Key Takeaways:
- The EU is considering giving ESMA direct oversight of crypto firms to address fragmented regulation under MiCA.
- National licensing has led to inconsistent standards, with ESMA criticizing inefficiencies and regulatory mismatches.
- Centralizing supervision aims to unify the crypto market, but tensions remain over passporting rights and national control.
The European Union is considering shifting crypto oversight to the European Securities and Markets Authority (ESMA) to address what officials describe as “fragmented and inefficient” supervision under the current national system.
ESMA Chair Verena Ross confirmed that the European Commission is exploring plans to give ESMA direct authority over cryptocurrency service providers, aligning with the broader goal of financial integration under the Markets in Crypto-Assets (MiCA) regulation.
🧠Thinking about investing in #crypto?
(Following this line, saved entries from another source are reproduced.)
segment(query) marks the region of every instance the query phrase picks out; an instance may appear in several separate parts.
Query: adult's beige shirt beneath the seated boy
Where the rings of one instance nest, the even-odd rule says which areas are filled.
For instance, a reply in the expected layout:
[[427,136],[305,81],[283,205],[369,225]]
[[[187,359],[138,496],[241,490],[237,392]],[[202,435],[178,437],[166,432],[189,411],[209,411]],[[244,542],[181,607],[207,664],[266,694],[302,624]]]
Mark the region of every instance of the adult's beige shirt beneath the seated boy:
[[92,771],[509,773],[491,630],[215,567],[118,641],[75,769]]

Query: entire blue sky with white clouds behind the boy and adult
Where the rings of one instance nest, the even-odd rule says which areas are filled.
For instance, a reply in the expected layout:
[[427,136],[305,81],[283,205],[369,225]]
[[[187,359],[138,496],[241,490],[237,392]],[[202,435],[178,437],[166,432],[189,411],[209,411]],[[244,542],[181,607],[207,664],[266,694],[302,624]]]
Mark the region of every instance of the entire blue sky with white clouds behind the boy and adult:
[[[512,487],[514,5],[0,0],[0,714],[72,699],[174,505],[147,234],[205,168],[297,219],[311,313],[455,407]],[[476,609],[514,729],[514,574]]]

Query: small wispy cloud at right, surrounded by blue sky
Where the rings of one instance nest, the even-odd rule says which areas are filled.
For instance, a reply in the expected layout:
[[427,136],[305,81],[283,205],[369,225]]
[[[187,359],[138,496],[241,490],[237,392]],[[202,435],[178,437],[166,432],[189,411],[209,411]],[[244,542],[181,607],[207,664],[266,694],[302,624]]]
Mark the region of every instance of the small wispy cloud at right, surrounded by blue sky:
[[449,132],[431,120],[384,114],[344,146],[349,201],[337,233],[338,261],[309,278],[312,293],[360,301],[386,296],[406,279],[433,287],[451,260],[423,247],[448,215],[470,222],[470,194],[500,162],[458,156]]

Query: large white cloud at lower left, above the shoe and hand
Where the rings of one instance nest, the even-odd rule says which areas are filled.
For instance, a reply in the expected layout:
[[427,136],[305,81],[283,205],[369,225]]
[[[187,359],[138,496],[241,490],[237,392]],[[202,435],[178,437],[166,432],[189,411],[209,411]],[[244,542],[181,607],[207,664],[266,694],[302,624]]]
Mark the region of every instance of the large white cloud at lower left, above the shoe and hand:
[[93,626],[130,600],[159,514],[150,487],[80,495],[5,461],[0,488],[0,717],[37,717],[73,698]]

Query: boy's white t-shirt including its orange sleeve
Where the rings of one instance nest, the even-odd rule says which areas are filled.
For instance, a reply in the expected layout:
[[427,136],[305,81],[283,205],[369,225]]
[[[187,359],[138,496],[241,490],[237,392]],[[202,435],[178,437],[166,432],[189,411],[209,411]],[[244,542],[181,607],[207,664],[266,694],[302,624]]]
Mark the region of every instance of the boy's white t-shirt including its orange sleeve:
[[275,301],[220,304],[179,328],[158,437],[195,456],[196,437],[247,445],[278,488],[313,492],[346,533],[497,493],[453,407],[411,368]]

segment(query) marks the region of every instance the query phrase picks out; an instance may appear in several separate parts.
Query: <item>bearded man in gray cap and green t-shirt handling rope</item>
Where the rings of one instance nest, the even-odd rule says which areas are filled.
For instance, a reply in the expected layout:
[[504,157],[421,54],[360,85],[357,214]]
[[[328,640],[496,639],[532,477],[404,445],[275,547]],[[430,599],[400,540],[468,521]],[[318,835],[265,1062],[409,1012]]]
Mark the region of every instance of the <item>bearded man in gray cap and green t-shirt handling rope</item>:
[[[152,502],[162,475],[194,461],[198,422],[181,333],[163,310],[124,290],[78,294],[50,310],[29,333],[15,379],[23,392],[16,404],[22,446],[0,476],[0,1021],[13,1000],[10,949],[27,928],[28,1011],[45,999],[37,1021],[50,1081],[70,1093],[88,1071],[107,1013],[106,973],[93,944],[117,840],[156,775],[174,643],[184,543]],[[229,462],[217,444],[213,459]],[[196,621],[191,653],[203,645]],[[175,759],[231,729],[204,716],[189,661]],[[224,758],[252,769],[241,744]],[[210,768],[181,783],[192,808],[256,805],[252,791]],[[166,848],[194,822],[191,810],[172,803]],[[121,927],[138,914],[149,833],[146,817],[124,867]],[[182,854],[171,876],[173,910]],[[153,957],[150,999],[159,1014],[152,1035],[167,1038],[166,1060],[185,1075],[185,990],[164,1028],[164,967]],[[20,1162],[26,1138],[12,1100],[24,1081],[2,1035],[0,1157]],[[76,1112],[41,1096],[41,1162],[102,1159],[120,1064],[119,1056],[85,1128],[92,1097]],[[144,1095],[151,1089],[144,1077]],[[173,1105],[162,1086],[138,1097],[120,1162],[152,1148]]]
Do you know if your provider is authorised to operate in the EU?
— ESMA – EU Securities Markets Regulator 🇪🇺 (@ESMAComms) October 6, 2025
🚨 #MiCA is changing the crypto landscape, but investor protection may be limited.
Learn what MiCA means for you as a consumer → https://t.co/QOMXmEVRVv pic.twitter.com/BlCVDSeptz
At present, individual EU countries such as Lithuania, Malta, and Luxembourg license crypto firms like Robinhood, OKX, and Coinbase, leading to inconsistencies in regulation and enforcement.
A July ESMA review even criticized Malta’s licensing standards, highlighting uneven supervision across member states.
Centralizing authority under ESMA would promote consistent rules and enforcement across all 27 EU countries, reducing compliance duplication and ensuring stronger consumer protection.
However, national regulators remain divided, with France reportedly considering barriers against “passporting” – the practice allowing crypto firms licensed in one EU state to operate across the bloc.
The debate underscores ongoing tensions between EU integration and national sovereignty in financial regulation.